The Government has stated it will publish a response (presumably this year but no timeframe has been given) and this should indicate what the final Code of Practice and guidance documents will look like.

Building Safety

Of course, no lookahead would be complete without a look at building safety. 

In December, we had a flurry of publications from the Government, including:

  • More data on the progress being made by the Innovation Unit processing gateway 2 building control applications for new build higher risk buildings;
  • Outcomes of various research commissioned by the Government as part of its technical review of Approved Document B (fire safety);
  • Assessment of the current provisions related to trigger and threshold levels in Approved Document B (fire safety) and in Regulation 7(4) of the Building Regulations 2010 (meaning of ‘relevant building’);
  • Outcome of the Government’s review of the definition of ‘higher risk building’ – good news for some in the Built Environment sector, with the outcome being no change, for the present;
  • A prospectus and consultation for a single construction regulator; and
  • Next steps for the proposed reform of the fire engineering profession.
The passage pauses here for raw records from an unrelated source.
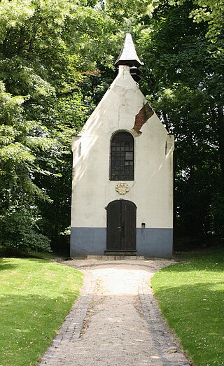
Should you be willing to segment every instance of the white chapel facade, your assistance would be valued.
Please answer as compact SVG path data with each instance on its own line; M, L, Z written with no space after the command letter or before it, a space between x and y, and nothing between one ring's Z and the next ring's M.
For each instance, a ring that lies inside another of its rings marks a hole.
M118 74L72 141L71 256L171 258L174 138L136 83L127 34Z

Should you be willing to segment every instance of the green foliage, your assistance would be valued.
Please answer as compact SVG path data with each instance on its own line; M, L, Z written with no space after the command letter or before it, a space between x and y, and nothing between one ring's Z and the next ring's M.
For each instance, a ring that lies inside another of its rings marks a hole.
M36 365L79 294L82 274L49 260L0 260L1 365Z
M221 366L223 248L191 254L190 261L157 272L152 287L160 307L195 366Z

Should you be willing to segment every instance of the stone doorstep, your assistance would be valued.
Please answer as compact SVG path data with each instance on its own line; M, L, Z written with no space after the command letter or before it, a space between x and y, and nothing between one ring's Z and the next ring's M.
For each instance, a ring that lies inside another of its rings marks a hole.
M88 260L146 260L146 257L143 255L88 255Z

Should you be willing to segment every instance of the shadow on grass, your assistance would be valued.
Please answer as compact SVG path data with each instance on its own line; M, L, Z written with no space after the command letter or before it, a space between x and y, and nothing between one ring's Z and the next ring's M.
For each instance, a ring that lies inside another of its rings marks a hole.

For those involved in building higher risk buildings with residential accommodation, there is reason to be optimistic, with oversight of the Building Safety Regulator moving from the Health and Safety Executive to the MHCLG this month and various measures being implemented to see an improvement in the gateway 2 experience. This has included the creation of the aforementioned Innovation Unit dedicated to processing new build applications, promotion of staged applications for single tower projects and updated gateway 2 guidance published by the CLC. 

This optimism may need to be tempered, with the Industry and Regulators Committee’s Second Report, published on 11 December, warning that close attention from both the Government and the BSR will be needed, and swift additional action is necessary, without which, “there is little chance that the Government will meet its targets to build new homes and remediate dangerous cladding”.

In Wales, legislation for the introduction of a higher risk building control regime, alongside a new dutyholders and competence regime, has only just been passed. It comes into effect on 1 July 2026, with transitional provisions.